Księga Sofonjasza 1:5-12

Księga Sofonjasza 1:5-12 NBG

Zarówno tych, co się korzą na dachach przed zastępem Nieba; jak i tych, co się korzą i przysięgają WIEKUISTEMU, przysięgając zarazem Malkomowi. Zarówno tych, którzy odstępują od WIEKUISTEGO; jak i tych, którzy WIEKUISTEGO nigdy nie szukali oraz o Niego nie pytali.
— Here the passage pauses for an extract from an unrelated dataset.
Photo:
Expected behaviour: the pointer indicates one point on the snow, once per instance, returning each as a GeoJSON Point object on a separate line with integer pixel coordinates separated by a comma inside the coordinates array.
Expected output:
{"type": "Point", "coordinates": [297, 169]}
Umilknij wobec Pana, WIEKUISTEGO! Bo bliski jest dzień WIEKUISTEGO, gdyż WIEKUISTY przygotował ofiarę rzeźną i poświęcił już Swoich zaproszonych. Zaś w dzień rzeźnej ofiary WIEKUISTEGO nawiedzę przywódców, synów króla i wszystkich przystrojonych w cudzoziemskie szaty. Tego dnia nawiedzę wszystkich, co przeskakują próg oraz napełniają domy swoich panów grabieżą i szalbierstwem. Tego dnia – mówi WIEKUISTY, od bramy rybackiej będzie się rozlegał głos biadania, płacz z nowej dzielnicy oraz wielki krzyk od pagórków. Biadajcie mieszkańcy kotliny, bo będzie zniszczony cały lud kramarzy i wytępieni wszyscy, którzy są objuczeni srebrem. Tego dnia przeszukam Jeruszalaim z pochodniami oraz nawiedzę ludzi osadzonych na swoich drożdżach; tych, co mniemają w swoim sercu: WIEKUISTY nie czyni ani dobrego, ani złego.